A short trip on the longest day

I had to be outside.  A primeval urge pulled me like a magnet up to Moel y Gaer hill fort.  At 10pm there was no-one else about.  I stepped over black slugs on the grassy path to the top of the hill and stood on the ramparts.  When the wind stopped buffeting me for a moment and I could hold my binoculars steady, I could just about see Blackpool Tower lit up and in the foreground, the steely River Dee and all the glowing lights of Liverpool.  I turned around and traced the dark, gentle mounds of the Clwydian Range, like soft scoops of chocolate ice cream.  And then the rain came, great big spots thwacking on my down jacket.  The wind picked up and blew the long grass in waves across the flat topped hill fort and murderous clouds covered the wavy-edged moon.  

I circled the ancient ramparts, paying my respects to Mother Nature on this longest day, apologizing for anything I may have done to upset her.  I did squish a slug last night as it made its way over a fresh green lettuce leaf in my veg patch.  Normally I lob them over the hedge.  When I had completed the circle, I headed down the hill with just enough light to avoid squishing any more slugs.
A blackbird sang in the gorse scrub, oblivious of the rain and the wind and the murderous clouds.

I’m going up again on Sunday to see the Supermoon.

Friday, 14 June 2013

A Short Break - Sixty Minutes from Home

Last week we holidayed all of 60 minutes away from home -  on the edge of the Menai Straits. 

Day one - from Is Helen camp site, a stone’s throw from Caernarfon Castle, we cycled past fields of glossy buttercups and verges fizzing with wild carrot to the windswept beach at Dinas Dinlle, ate mango ice cream, climbed a hill fort, drank tea in Caernarfon airport, watched tiny planes take people for an eagle's eye view of Snowdon.  Back at the campsite we watched swallows swoop for insects, and the sun set over the blue isle of Anglesey. 

Day two -  my reward for cycling to Rhyd Ddu via the Nantlle pass was a cream scone in our favourite tea room and sublime views of Snowdon all the way, complete with ant people and a miniature puffing train.

Day three – over the Menai Bridge to Llanddwyn Island. 
 ‘Nothing wins hearts like cheerfulness,’ according to Saint Dwynwen, the Welsh patron saint of lovers. She lived as a hermit on the island (I wish).  Shelly coves, wild violas, pale blue squill, sea pinks, creaking terns, it’s a special place.
Neither sickness nor sorrow will follow a man from Llanddwyn.’ Dafydd ap Gwyllm, 1320 -70

Sixty minutes later, we’re back home, watering courgettes, dead-heading purple pansies, smiling at the memory of crunchy sand, frothy hedgerows, squealing swifts.

Thursday, 13 June 2013


I’m like a teacher on playground duty.  The garden is full of baby birds, squabbling, fluttering, squawking and pecking – at anything that might be food.  I’m on cat and magpie alert.  I need a whistle.
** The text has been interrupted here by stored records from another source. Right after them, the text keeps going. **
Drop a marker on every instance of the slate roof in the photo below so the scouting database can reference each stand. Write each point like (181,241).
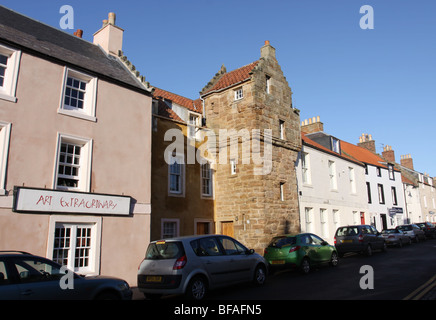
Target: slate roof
(40,39)
(309,142)
(363,155)
(231,78)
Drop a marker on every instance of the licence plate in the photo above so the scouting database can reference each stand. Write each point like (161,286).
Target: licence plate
(154,279)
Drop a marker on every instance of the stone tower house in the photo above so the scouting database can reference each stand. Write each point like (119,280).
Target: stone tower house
(254,199)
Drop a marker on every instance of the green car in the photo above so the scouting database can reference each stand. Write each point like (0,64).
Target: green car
(302,251)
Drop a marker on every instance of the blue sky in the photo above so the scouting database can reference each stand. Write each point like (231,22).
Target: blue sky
(380,81)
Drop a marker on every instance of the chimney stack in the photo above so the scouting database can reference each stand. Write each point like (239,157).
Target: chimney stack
(407,161)
(365,141)
(312,125)
(267,50)
(110,37)
(79,33)
(388,154)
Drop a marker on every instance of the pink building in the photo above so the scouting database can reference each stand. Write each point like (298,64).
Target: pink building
(75,148)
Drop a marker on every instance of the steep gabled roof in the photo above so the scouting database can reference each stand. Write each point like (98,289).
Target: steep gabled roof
(363,155)
(192,105)
(225,80)
(40,39)
(311,143)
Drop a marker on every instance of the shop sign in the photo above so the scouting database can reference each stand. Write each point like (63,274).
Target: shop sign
(56,201)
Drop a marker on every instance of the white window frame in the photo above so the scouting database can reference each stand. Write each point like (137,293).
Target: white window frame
(95,223)
(193,125)
(332,175)
(233,167)
(352,177)
(5,133)
(84,177)
(180,192)
(206,179)
(177,228)
(305,168)
(239,93)
(282,129)
(8,90)
(89,106)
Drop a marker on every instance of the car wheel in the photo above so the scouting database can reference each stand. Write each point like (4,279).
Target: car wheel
(368,251)
(197,288)
(305,266)
(259,275)
(334,260)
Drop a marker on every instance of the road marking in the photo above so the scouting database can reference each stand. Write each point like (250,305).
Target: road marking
(422,290)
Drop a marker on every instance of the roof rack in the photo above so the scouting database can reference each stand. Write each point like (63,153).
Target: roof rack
(14,251)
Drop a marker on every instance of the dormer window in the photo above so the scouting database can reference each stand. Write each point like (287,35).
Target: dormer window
(239,94)
(335,145)
(9,65)
(79,92)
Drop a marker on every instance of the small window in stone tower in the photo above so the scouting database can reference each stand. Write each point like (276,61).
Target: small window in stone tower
(239,94)
(282,191)
(268,84)
(282,129)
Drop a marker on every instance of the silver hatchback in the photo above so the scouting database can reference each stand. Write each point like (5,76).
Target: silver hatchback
(194,264)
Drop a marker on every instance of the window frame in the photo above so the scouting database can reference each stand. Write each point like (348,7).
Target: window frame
(176,222)
(204,178)
(239,93)
(96,224)
(181,191)
(89,105)
(84,178)
(9,87)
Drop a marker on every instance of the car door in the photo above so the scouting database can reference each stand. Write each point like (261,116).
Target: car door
(240,262)
(214,261)
(39,279)
(323,250)
(378,238)
(8,286)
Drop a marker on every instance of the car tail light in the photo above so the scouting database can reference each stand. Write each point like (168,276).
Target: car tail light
(180,263)
(294,249)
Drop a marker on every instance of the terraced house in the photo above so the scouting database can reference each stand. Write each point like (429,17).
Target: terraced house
(75,127)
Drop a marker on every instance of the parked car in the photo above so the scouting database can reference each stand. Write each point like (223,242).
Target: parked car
(358,238)
(428,228)
(303,251)
(396,237)
(414,232)
(192,265)
(24,276)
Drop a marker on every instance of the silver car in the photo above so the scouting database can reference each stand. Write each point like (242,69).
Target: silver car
(414,232)
(24,276)
(396,237)
(194,264)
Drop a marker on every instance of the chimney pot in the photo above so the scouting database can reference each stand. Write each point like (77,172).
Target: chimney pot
(79,33)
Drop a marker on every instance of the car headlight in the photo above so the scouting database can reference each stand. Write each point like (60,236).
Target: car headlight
(123,286)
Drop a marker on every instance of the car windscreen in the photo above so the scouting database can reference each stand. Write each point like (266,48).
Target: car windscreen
(164,250)
(405,228)
(347,231)
(280,242)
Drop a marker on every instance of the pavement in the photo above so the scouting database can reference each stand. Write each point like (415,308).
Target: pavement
(426,292)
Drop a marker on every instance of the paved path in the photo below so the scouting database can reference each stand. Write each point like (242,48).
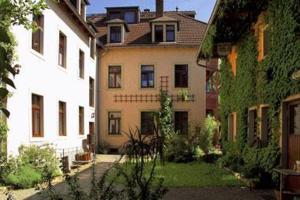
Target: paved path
(104,162)
(219,193)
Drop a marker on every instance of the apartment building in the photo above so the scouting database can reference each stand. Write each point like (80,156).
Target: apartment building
(54,102)
(145,52)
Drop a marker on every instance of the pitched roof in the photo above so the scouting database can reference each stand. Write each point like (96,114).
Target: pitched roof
(164,19)
(191,32)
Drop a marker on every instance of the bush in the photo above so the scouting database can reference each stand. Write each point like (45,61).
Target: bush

Baby sparrows hurtle - head first after their parents.   Fluttering their wings like crazy they crash land in the laurel with a great rustle of leaves. 
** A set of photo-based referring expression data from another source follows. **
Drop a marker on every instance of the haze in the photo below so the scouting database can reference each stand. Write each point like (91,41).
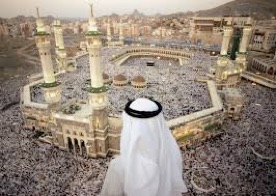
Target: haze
(78,8)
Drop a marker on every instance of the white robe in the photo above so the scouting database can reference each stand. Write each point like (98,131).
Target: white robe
(150,162)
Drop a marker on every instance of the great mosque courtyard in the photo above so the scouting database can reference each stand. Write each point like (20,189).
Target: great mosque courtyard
(42,133)
(174,85)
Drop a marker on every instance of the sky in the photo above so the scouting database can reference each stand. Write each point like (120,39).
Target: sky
(79,8)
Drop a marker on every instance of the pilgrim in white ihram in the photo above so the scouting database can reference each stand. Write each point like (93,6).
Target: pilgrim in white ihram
(150,162)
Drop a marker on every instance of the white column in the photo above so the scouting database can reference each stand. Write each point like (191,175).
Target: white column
(227,33)
(60,38)
(245,38)
(95,67)
(46,62)
(108,31)
(55,32)
(121,37)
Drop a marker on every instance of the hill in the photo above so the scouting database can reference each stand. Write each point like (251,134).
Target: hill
(259,9)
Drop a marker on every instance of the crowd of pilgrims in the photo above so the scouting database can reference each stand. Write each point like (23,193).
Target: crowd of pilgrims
(29,167)
(167,82)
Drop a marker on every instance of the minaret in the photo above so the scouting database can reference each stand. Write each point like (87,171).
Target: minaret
(227,33)
(108,32)
(222,59)
(50,86)
(121,36)
(241,56)
(97,91)
(60,50)
(245,37)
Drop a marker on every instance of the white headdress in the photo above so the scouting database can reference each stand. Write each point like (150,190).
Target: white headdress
(150,162)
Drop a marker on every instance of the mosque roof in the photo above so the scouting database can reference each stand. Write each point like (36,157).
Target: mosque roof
(120,77)
(138,79)
(105,76)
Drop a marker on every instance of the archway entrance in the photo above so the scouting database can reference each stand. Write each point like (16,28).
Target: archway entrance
(77,147)
(83,149)
(270,71)
(70,144)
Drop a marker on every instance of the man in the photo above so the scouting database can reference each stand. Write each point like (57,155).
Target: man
(150,162)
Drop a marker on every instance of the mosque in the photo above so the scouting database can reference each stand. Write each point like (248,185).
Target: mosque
(85,127)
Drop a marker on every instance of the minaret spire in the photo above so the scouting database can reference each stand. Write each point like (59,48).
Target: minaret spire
(92,21)
(37,12)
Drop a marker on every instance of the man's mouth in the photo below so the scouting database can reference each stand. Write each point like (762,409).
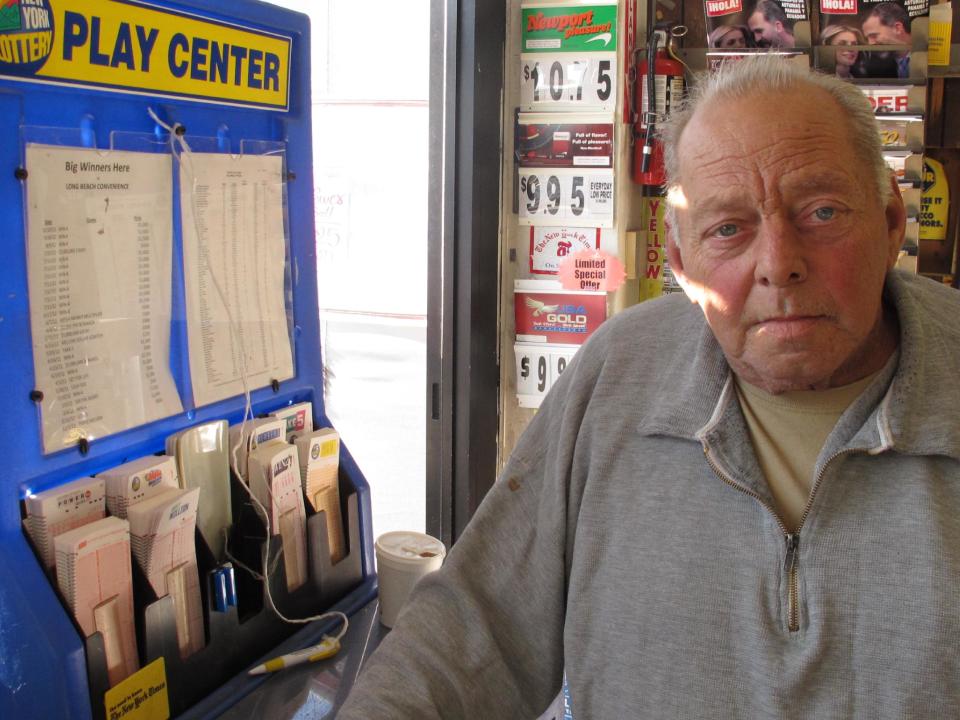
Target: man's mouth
(788,325)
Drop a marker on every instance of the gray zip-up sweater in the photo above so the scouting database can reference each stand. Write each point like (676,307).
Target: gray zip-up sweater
(632,541)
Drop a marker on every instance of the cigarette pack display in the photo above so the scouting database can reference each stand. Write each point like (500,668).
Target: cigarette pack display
(52,512)
(138,480)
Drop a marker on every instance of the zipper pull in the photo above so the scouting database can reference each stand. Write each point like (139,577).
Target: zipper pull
(793,542)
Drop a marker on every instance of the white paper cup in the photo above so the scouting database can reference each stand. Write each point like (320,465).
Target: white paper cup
(403,557)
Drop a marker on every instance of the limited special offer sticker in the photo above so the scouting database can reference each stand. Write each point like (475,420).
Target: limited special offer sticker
(592,270)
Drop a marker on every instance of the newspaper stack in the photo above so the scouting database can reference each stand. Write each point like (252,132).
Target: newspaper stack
(319,472)
(52,512)
(94,575)
(137,481)
(275,483)
(162,539)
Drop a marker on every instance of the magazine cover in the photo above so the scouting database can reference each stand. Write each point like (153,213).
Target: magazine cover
(738,24)
(857,24)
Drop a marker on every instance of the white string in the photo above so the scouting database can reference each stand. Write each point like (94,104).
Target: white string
(185,157)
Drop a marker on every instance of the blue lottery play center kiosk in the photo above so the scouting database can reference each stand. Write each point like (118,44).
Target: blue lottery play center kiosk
(194,86)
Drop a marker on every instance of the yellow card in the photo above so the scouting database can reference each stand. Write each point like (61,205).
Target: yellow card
(142,696)
(941,23)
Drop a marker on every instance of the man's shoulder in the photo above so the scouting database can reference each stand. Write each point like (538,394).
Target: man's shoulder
(934,304)
(649,330)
A baby blackbird with a punk hair-do and a stubby tail squats under the garden bench, his beady black eye darting all around.  He emits high-pitched squeaks, like an electronic gadget.

The clattering noise behind my chair turns out to be a pale yellow frog, making its way along to, who knows where?  We eye each other through the trellis.  We had a fibre-glass pond about 25 years ago, for a short time, perhaps the frog remembers it?  I can hear it jumping across sacks of compost and old flowerpots.

There are baby plants in the garden too- feathery carrot seedlings, tiny velvet apples forming, clematis buds about to burst and lots and lots of nasturtium seedlings in places I didn't put them.

Birds are very vulnerable when they bathe.  So I am honoured when a blackbird bathes about three feet away from where I’m sitting.  Pearly drops of water roll off his black feathers and the yellow ring around his eye is the same yellow as the Welsh poppies growing in the gravel path.  We know each other well, this blackbird and me.  I cut up apples for him, he sings when I need it most.